The inability to move HashMap out of std has led to fallout for the Rust
ecosystem at large, because it has significantly complicated serde and the use
of serde in no_std crates -- even though serde is merely a struct-field
reflection / serialization framework, consists entirely of traits / generic code,
and should not need to talk to the OS at all (!)

Intel SGX Enclaves seems at a high level to be the perfect application
for Rust -- almost anything that someone does in an enclave is security sensitive
and therefore stronger memory safety guarantees have an almost compelling appeal.
And Rust's serde is a significantly nicer in-language serialization framework
than what can be done in other systems-languages like C and C++ which usually
require external code-gen tools integrated with the build-system.
Almost the only sensitive part that actually needs to be in the enclave is the
actual cryptography and serialization routines, which seemingly should be trivial
to perform without the OS and in a no_std environment.
But if you can't use rust in practice for this without doing really sketchy stuff, e.g.

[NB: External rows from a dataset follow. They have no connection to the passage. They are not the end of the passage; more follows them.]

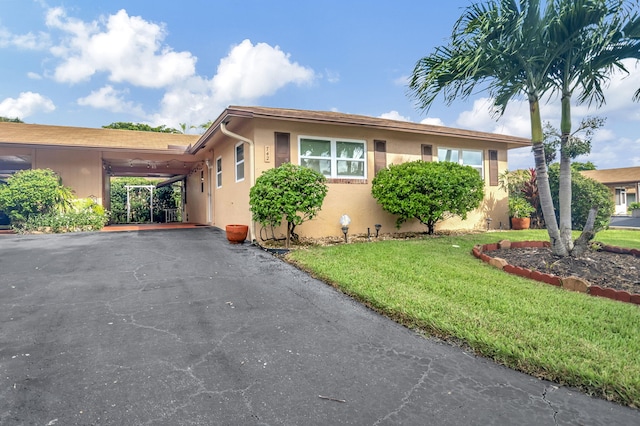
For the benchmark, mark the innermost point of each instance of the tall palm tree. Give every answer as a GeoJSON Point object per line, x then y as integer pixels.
{"type": "Point", "coordinates": [595, 37]}
{"type": "Point", "coordinates": [513, 48]}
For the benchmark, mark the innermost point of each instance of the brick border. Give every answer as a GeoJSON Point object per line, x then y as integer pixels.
{"type": "Point", "coordinates": [569, 283]}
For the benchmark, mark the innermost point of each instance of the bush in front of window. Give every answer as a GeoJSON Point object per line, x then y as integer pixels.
{"type": "Point", "coordinates": [428, 191]}
{"type": "Point", "coordinates": [288, 192]}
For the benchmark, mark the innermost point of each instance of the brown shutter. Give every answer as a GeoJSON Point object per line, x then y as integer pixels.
{"type": "Point", "coordinates": [493, 167]}
{"type": "Point", "coordinates": [380, 155]}
{"type": "Point", "coordinates": [427, 152]}
{"type": "Point", "coordinates": [283, 152]}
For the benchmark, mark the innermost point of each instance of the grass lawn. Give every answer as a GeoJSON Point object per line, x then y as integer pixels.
{"type": "Point", "coordinates": [435, 285]}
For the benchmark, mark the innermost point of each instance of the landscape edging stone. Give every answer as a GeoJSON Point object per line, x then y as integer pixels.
{"type": "Point", "coordinates": [570, 283]}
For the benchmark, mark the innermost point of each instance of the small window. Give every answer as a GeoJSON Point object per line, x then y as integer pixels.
{"type": "Point", "coordinates": [427, 152]}
{"type": "Point", "coordinates": [219, 172]}
{"type": "Point", "coordinates": [493, 167]}
{"type": "Point", "coordinates": [282, 148]}
{"type": "Point", "coordinates": [334, 158]}
{"type": "Point", "coordinates": [380, 155]}
{"type": "Point", "coordinates": [465, 157]}
{"type": "Point", "coordinates": [240, 162]}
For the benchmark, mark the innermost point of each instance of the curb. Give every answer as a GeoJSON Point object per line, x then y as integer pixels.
{"type": "Point", "coordinates": [568, 283]}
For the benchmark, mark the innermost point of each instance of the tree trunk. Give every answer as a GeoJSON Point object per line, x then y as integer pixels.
{"type": "Point", "coordinates": [582, 243]}
{"type": "Point", "coordinates": [565, 174]}
{"type": "Point", "coordinates": [544, 191]}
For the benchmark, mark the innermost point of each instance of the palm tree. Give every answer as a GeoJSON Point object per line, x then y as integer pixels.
{"type": "Point", "coordinates": [595, 38]}
{"type": "Point", "coordinates": [513, 48]}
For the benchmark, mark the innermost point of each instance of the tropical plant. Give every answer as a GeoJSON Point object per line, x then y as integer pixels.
{"type": "Point", "coordinates": [521, 48]}
{"type": "Point", "coordinates": [520, 208]}
{"type": "Point", "coordinates": [292, 192]}
{"type": "Point", "coordinates": [587, 193]}
{"type": "Point", "coordinates": [120, 125]}
{"type": "Point", "coordinates": [428, 191]}
{"type": "Point", "coordinates": [33, 192]}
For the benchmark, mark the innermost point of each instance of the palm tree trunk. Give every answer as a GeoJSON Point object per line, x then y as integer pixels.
{"type": "Point", "coordinates": [544, 191]}
{"type": "Point", "coordinates": [565, 174]}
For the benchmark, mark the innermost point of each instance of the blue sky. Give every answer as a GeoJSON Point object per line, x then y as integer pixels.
{"type": "Point", "coordinates": [93, 62]}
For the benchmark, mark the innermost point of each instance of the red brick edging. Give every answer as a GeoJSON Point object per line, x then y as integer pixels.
{"type": "Point", "coordinates": [569, 283]}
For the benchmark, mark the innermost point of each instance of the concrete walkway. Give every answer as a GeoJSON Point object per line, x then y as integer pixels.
{"type": "Point", "coordinates": [178, 327]}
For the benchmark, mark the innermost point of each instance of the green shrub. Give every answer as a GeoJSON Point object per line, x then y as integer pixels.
{"type": "Point", "coordinates": [585, 193]}
{"type": "Point", "coordinates": [428, 191]}
{"type": "Point", "coordinates": [294, 193]}
{"type": "Point", "coordinates": [33, 192]}
{"type": "Point", "coordinates": [85, 215]}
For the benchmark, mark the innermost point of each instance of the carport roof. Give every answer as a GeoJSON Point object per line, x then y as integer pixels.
{"type": "Point", "coordinates": [82, 137]}
{"type": "Point", "coordinates": [613, 176]}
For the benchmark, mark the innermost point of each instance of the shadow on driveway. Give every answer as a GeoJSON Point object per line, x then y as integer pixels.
{"type": "Point", "coordinates": [179, 327]}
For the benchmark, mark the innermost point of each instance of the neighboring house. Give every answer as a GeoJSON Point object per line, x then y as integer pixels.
{"type": "Point", "coordinates": [624, 184]}
{"type": "Point", "coordinates": [218, 168]}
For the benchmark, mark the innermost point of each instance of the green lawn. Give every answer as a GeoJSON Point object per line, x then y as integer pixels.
{"type": "Point", "coordinates": [435, 285]}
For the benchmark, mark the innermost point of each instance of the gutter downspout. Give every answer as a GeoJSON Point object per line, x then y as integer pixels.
{"type": "Point", "coordinates": [252, 179]}
{"type": "Point", "coordinates": [209, 192]}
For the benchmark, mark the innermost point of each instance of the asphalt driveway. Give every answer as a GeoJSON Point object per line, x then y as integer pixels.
{"type": "Point", "coordinates": [179, 327]}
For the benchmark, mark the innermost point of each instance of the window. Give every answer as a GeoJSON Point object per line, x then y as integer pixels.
{"type": "Point", "coordinates": [240, 162]}
{"type": "Point", "coordinates": [282, 148]}
{"type": "Point", "coordinates": [427, 152]}
{"type": "Point", "coordinates": [465, 157]}
{"type": "Point", "coordinates": [334, 158]}
{"type": "Point", "coordinates": [379, 155]}
{"type": "Point", "coordinates": [219, 172]}
{"type": "Point", "coordinates": [493, 167]}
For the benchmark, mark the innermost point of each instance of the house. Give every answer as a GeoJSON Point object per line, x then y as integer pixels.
{"type": "Point", "coordinates": [624, 184]}
{"type": "Point", "coordinates": [218, 168]}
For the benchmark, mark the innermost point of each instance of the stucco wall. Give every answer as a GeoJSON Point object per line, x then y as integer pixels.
{"type": "Point", "coordinates": [231, 202]}
{"type": "Point", "coordinates": [80, 170]}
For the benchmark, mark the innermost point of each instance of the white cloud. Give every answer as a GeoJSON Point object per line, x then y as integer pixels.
{"type": "Point", "coordinates": [252, 71]}
{"type": "Point", "coordinates": [112, 100]}
{"type": "Point", "coordinates": [127, 48]}
{"type": "Point", "coordinates": [29, 41]}
{"type": "Point", "coordinates": [246, 74]}
{"type": "Point", "coordinates": [27, 103]}
{"type": "Point", "coordinates": [394, 115]}
{"type": "Point", "coordinates": [432, 121]}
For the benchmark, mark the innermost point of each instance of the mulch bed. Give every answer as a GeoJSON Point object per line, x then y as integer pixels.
{"type": "Point", "coordinates": [603, 268]}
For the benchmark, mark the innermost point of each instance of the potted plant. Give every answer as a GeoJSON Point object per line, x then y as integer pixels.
{"type": "Point", "coordinates": [520, 210]}
{"type": "Point", "coordinates": [236, 234]}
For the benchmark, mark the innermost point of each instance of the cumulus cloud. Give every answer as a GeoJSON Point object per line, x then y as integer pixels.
{"type": "Point", "coordinates": [127, 48]}
{"type": "Point", "coordinates": [28, 41]}
{"type": "Point", "coordinates": [112, 100]}
{"type": "Point", "coordinates": [394, 115]}
{"type": "Point", "coordinates": [27, 103]}
{"type": "Point", "coordinates": [252, 71]}
{"type": "Point", "coordinates": [246, 74]}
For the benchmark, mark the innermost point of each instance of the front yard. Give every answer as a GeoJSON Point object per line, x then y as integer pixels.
{"type": "Point", "coordinates": [436, 286]}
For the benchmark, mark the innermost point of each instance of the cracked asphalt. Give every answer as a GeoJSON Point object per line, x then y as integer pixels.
{"type": "Point", "coordinates": [178, 327]}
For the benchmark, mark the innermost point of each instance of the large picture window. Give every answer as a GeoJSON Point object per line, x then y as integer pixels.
{"type": "Point", "coordinates": [239, 162]}
{"type": "Point", "coordinates": [465, 157]}
{"type": "Point", "coordinates": [334, 158]}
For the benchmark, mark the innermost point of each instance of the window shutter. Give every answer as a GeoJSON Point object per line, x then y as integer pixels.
{"type": "Point", "coordinates": [493, 167]}
{"type": "Point", "coordinates": [283, 152]}
{"type": "Point", "coordinates": [427, 152]}
{"type": "Point", "coordinates": [380, 155]}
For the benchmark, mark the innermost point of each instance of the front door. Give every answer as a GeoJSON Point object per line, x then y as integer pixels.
{"type": "Point", "coordinates": [621, 201]}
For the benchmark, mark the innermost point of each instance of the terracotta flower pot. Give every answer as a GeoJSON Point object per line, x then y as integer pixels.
{"type": "Point", "coordinates": [236, 234]}
{"type": "Point", "coordinates": [518, 223]}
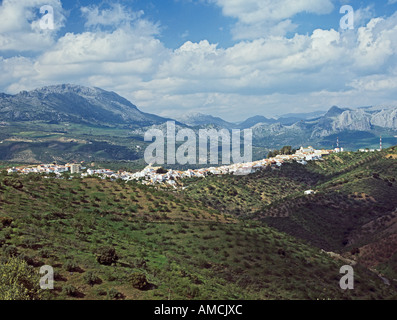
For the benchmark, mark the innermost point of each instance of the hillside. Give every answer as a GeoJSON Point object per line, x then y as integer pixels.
{"type": "Point", "coordinates": [354, 205]}
{"type": "Point", "coordinates": [72, 103]}
{"type": "Point", "coordinates": [167, 246]}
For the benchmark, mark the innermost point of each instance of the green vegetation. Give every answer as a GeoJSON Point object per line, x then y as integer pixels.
{"type": "Point", "coordinates": [229, 237]}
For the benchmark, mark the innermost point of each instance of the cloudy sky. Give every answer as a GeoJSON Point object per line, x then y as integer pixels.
{"type": "Point", "coordinates": [228, 58]}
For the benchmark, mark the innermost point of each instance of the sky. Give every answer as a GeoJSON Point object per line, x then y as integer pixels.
{"type": "Point", "coordinates": [229, 58]}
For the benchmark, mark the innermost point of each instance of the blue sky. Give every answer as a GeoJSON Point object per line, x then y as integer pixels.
{"type": "Point", "coordinates": [228, 58]}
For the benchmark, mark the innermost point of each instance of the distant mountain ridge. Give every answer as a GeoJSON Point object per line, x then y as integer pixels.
{"type": "Point", "coordinates": [72, 103]}
{"type": "Point", "coordinates": [95, 106]}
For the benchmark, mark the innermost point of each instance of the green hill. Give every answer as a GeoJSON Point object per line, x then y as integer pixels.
{"type": "Point", "coordinates": [111, 240]}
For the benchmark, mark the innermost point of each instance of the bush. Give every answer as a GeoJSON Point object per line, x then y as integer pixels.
{"type": "Point", "coordinates": [70, 266]}
{"type": "Point", "coordinates": [6, 221]}
{"type": "Point", "coordinates": [45, 253]}
{"type": "Point", "coordinates": [91, 278]}
{"type": "Point", "coordinates": [106, 256]}
{"type": "Point", "coordinates": [18, 281]}
{"type": "Point", "coordinates": [69, 290]}
{"type": "Point", "coordinates": [113, 294]}
{"type": "Point", "coordinates": [10, 250]}
{"type": "Point", "coordinates": [138, 280]}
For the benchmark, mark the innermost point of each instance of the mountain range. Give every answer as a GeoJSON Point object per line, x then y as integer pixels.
{"type": "Point", "coordinates": [62, 122]}
{"type": "Point", "coordinates": [71, 103]}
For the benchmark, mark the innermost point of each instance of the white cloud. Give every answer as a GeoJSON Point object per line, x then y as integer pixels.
{"type": "Point", "coordinates": [115, 16]}
{"type": "Point", "coordinates": [19, 27]}
{"type": "Point", "coordinates": [268, 76]}
{"type": "Point", "coordinates": [258, 18]}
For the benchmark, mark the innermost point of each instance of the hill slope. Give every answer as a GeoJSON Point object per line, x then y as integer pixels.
{"type": "Point", "coordinates": [167, 246]}
{"type": "Point", "coordinates": [71, 103]}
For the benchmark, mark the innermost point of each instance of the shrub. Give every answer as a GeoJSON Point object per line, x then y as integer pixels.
{"type": "Point", "coordinates": [106, 256]}
{"type": "Point", "coordinates": [138, 280]}
{"type": "Point", "coordinates": [6, 221]}
{"type": "Point", "coordinates": [113, 294]}
{"type": "Point", "coordinates": [69, 290]}
{"type": "Point", "coordinates": [18, 281]}
{"type": "Point", "coordinates": [10, 250]}
{"type": "Point", "coordinates": [45, 253]}
{"type": "Point", "coordinates": [91, 278]}
{"type": "Point", "coordinates": [71, 266]}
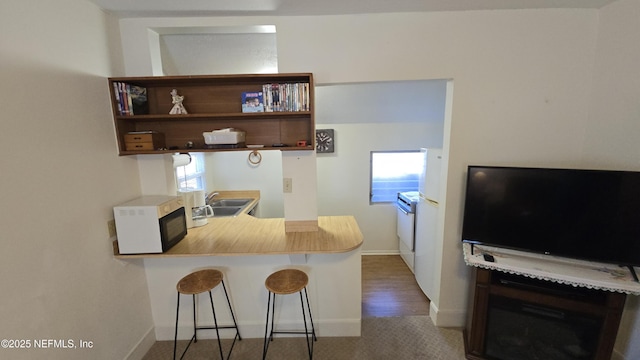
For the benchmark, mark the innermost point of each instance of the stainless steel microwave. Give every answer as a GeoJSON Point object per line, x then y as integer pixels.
{"type": "Point", "coordinates": [150, 224]}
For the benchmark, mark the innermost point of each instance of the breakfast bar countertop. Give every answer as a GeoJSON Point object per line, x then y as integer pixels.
{"type": "Point", "coordinates": [248, 235]}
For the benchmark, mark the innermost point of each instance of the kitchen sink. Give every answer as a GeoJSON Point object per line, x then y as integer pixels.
{"type": "Point", "coordinates": [219, 211]}
{"type": "Point", "coordinates": [230, 202]}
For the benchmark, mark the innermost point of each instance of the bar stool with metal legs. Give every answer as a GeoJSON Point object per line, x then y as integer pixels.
{"type": "Point", "coordinates": [196, 283]}
{"type": "Point", "coordinates": [286, 282]}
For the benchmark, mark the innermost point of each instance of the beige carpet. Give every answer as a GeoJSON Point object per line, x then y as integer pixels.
{"type": "Point", "coordinates": [396, 338]}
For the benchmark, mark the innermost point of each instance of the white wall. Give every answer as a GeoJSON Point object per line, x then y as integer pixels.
{"type": "Point", "coordinates": [232, 171]}
{"type": "Point", "coordinates": [61, 176]}
{"type": "Point", "coordinates": [611, 140]}
{"type": "Point", "coordinates": [387, 116]}
{"type": "Point", "coordinates": [522, 86]}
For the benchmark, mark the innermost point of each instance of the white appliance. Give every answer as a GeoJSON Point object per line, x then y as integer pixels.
{"type": "Point", "coordinates": [150, 224]}
{"type": "Point", "coordinates": [406, 212]}
{"type": "Point", "coordinates": [426, 221]}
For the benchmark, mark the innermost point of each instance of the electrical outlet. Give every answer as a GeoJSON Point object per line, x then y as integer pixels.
{"type": "Point", "coordinates": [287, 185]}
{"type": "Point", "coordinates": [111, 225]}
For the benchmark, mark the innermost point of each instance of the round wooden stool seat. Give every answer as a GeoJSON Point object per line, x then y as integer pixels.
{"type": "Point", "coordinates": [199, 281]}
{"type": "Point", "coordinates": [286, 281]}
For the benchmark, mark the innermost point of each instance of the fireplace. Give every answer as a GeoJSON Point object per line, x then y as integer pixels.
{"type": "Point", "coordinates": [518, 318]}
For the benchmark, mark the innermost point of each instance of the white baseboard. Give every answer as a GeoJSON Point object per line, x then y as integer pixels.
{"type": "Point", "coordinates": [453, 319]}
{"type": "Point", "coordinates": [142, 347]}
{"type": "Point", "coordinates": [380, 252]}
{"type": "Point", "coordinates": [325, 328]}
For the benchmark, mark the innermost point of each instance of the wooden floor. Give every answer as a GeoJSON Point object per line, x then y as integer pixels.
{"type": "Point", "coordinates": [389, 288]}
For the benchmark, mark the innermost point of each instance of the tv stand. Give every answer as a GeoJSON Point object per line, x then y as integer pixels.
{"type": "Point", "coordinates": [560, 270]}
{"type": "Point", "coordinates": [516, 317]}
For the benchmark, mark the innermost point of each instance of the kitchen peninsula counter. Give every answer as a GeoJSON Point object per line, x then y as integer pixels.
{"type": "Point", "coordinates": [247, 235]}
{"type": "Point", "coordinates": [247, 249]}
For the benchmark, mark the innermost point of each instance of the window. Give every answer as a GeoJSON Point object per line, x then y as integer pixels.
{"type": "Point", "coordinates": [191, 176]}
{"type": "Point", "coordinates": [393, 172]}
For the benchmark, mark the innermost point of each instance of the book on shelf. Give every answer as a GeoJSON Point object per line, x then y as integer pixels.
{"type": "Point", "coordinates": [252, 102]}
{"type": "Point", "coordinates": [130, 99]}
{"type": "Point", "coordinates": [286, 97]}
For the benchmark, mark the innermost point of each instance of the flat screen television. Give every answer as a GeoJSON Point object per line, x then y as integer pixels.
{"type": "Point", "coordinates": [583, 214]}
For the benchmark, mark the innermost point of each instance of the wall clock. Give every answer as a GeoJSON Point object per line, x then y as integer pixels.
{"type": "Point", "coordinates": [324, 140]}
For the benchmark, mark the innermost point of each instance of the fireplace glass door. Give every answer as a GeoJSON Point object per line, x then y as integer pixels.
{"type": "Point", "coordinates": [517, 330]}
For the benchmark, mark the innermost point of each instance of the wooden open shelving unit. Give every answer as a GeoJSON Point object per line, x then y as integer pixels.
{"type": "Point", "coordinates": [214, 102]}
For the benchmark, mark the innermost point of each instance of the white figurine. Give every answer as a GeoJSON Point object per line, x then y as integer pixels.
{"type": "Point", "coordinates": [178, 108]}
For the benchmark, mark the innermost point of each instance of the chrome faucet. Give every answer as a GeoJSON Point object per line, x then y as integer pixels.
{"type": "Point", "coordinates": [210, 197]}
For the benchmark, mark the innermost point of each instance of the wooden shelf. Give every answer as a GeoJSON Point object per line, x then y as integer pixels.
{"type": "Point", "coordinates": [213, 102]}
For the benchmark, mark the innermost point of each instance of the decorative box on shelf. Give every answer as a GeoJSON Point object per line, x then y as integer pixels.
{"type": "Point", "coordinates": [144, 140]}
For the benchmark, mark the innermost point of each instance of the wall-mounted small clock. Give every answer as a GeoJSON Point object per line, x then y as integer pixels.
{"type": "Point", "coordinates": [324, 140]}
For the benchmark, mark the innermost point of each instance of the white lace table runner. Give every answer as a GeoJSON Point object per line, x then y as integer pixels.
{"type": "Point", "coordinates": [580, 273]}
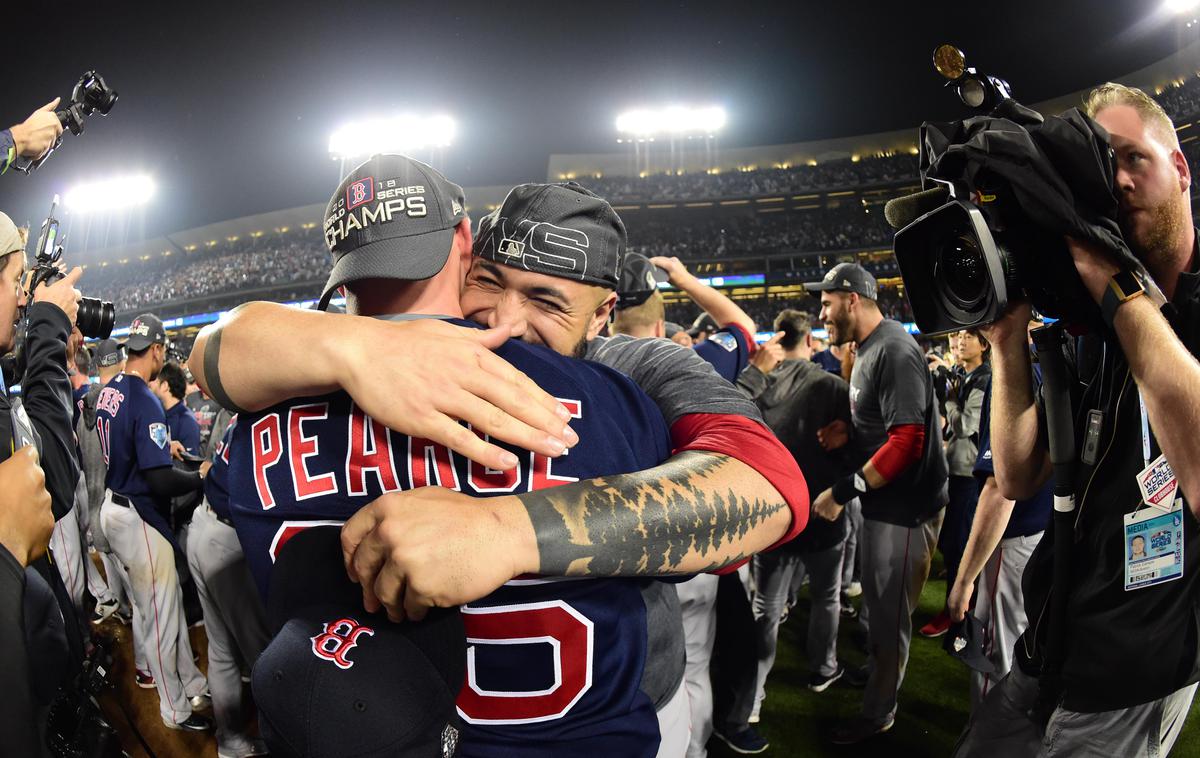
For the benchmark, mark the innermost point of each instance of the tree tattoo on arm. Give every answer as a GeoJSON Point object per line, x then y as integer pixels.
{"type": "Point", "coordinates": [688, 515]}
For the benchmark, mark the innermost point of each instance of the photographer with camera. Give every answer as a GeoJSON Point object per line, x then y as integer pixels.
{"type": "Point", "coordinates": [1131, 661]}
{"type": "Point", "coordinates": [33, 138]}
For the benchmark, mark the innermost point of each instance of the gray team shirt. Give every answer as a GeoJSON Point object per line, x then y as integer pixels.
{"type": "Point", "coordinates": [677, 378]}
{"type": "Point", "coordinates": [891, 386]}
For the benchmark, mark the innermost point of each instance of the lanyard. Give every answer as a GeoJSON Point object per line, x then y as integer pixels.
{"type": "Point", "coordinates": [1145, 429]}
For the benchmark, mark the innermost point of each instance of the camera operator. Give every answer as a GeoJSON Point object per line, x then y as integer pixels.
{"type": "Point", "coordinates": [30, 138]}
{"type": "Point", "coordinates": [1129, 663]}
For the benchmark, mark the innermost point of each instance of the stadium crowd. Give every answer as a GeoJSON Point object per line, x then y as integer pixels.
{"type": "Point", "coordinates": [835, 174]}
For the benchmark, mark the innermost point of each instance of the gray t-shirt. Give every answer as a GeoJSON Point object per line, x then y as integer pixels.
{"type": "Point", "coordinates": [891, 386]}
{"type": "Point", "coordinates": [677, 379]}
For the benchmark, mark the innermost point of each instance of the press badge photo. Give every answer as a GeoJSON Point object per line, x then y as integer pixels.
{"type": "Point", "coordinates": [1153, 546]}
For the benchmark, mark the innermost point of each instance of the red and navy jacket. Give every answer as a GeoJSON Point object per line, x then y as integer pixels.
{"type": "Point", "coordinates": [555, 665]}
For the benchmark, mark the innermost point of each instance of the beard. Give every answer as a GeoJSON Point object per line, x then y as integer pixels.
{"type": "Point", "coordinates": [1156, 245]}
{"type": "Point", "coordinates": [840, 330]}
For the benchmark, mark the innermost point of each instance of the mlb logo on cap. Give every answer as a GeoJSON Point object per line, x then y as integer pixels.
{"type": "Point", "coordinates": [359, 192]}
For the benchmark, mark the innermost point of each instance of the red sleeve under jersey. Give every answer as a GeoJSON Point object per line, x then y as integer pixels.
{"type": "Point", "coordinates": [903, 449]}
{"type": "Point", "coordinates": [753, 444]}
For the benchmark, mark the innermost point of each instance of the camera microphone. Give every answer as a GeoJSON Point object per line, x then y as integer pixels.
{"type": "Point", "coordinates": [903, 211]}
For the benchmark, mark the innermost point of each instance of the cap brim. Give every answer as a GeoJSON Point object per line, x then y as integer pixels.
{"type": "Point", "coordinates": [821, 287]}
{"type": "Point", "coordinates": [412, 258]}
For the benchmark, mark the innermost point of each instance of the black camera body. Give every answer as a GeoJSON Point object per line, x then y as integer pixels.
{"type": "Point", "coordinates": [966, 259]}
{"type": "Point", "coordinates": [90, 95]}
{"type": "Point", "coordinates": [96, 317]}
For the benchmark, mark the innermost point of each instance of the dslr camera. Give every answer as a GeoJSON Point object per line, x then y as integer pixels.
{"type": "Point", "coordinates": [96, 317]}
{"type": "Point", "coordinates": [965, 246]}
{"type": "Point", "coordinates": [90, 95]}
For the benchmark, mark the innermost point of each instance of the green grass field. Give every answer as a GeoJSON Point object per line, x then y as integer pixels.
{"type": "Point", "coordinates": [934, 699]}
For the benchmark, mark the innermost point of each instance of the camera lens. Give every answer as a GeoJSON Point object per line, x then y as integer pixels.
{"type": "Point", "coordinates": [96, 318]}
{"type": "Point", "coordinates": [961, 272]}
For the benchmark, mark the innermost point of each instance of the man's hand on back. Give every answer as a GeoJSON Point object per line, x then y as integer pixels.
{"type": "Point", "coordinates": [435, 548]}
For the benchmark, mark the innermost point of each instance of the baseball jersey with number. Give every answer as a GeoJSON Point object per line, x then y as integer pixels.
{"type": "Point", "coordinates": [184, 428]}
{"type": "Point", "coordinates": [555, 665]}
{"type": "Point", "coordinates": [133, 437]}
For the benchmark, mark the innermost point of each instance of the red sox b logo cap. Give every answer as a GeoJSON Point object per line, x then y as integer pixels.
{"type": "Point", "coordinates": [339, 637]}
{"type": "Point", "coordinates": [391, 218]}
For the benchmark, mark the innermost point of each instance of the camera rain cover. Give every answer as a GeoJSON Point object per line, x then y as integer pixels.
{"type": "Point", "coordinates": [1060, 170]}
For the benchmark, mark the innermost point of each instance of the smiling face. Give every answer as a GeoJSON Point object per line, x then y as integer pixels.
{"type": "Point", "coordinates": [838, 313]}
{"type": "Point", "coordinates": [562, 314]}
{"type": "Point", "coordinates": [12, 298]}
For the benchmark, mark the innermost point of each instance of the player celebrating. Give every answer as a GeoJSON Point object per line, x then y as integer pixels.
{"type": "Point", "coordinates": [141, 477]}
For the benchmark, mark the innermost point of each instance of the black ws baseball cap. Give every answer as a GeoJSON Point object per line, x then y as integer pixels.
{"type": "Point", "coordinates": [849, 277]}
{"type": "Point", "coordinates": [108, 353]}
{"type": "Point", "coordinates": [391, 218]}
{"type": "Point", "coordinates": [340, 681]}
{"type": "Point", "coordinates": [639, 280]}
{"type": "Point", "coordinates": [964, 641]}
{"type": "Point", "coordinates": [144, 331]}
{"type": "Point", "coordinates": [558, 229]}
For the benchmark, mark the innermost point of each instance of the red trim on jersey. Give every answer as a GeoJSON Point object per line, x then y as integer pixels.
{"type": "Point", "coordinates": [753, 444]}
{"type": "Point", "coordinates": [903, 449]}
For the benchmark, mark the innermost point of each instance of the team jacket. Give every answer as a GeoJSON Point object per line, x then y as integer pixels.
{"type": "Point", "coordinates": [133, 437]}
{"type": "Point", "coordinates": [555, 666]}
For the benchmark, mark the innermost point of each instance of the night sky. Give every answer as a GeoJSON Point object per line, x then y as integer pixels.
{"type": "Point", "coordinates": [229, 107]}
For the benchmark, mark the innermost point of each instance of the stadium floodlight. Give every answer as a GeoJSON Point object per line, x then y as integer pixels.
{"type": "Point", "coordinates": [117, 193]}
{"type": "Point", "coordinates": [672, 120]}
{"type": "Point", "coordinates": [402, 133]}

can't use open-source third-party serialization libraries without patching them for no_std support,
can't use standard hashmap without bringing in tree / patching it,
have to commit to using a nightly compiler for the foreseeable future

then there's a point at which engineers start to say it would be simpler and
better for the company if we just used C++ instead. In C++ the hashmaps don't use
randomness. It's trivial to replace things like malloc and free by interposing
symbols at link time. And if I want to use anything from the standard library
template headers, I can just include those headers, and as long as I tell the
linker not to link to libstdc++, pthreads, etc. we won't get any of the
OS-specific stuff.

Anyways -- I hope I've made my point without being too annoying. I want to thank
you all for your hard work. And I want to let you
know that we are keenly watching the resolution of this issue and the
RFC (rust-lang/rfcs#2492)!

Ericson2314 · 2019-01-23T04:44:35Z

@cbeck88 the biggest delay is not due to the scope of that RFC but due to the limit bandwidth of the core team. Even some sort of lang item fix would have been a long process (RFC, PR, etc...).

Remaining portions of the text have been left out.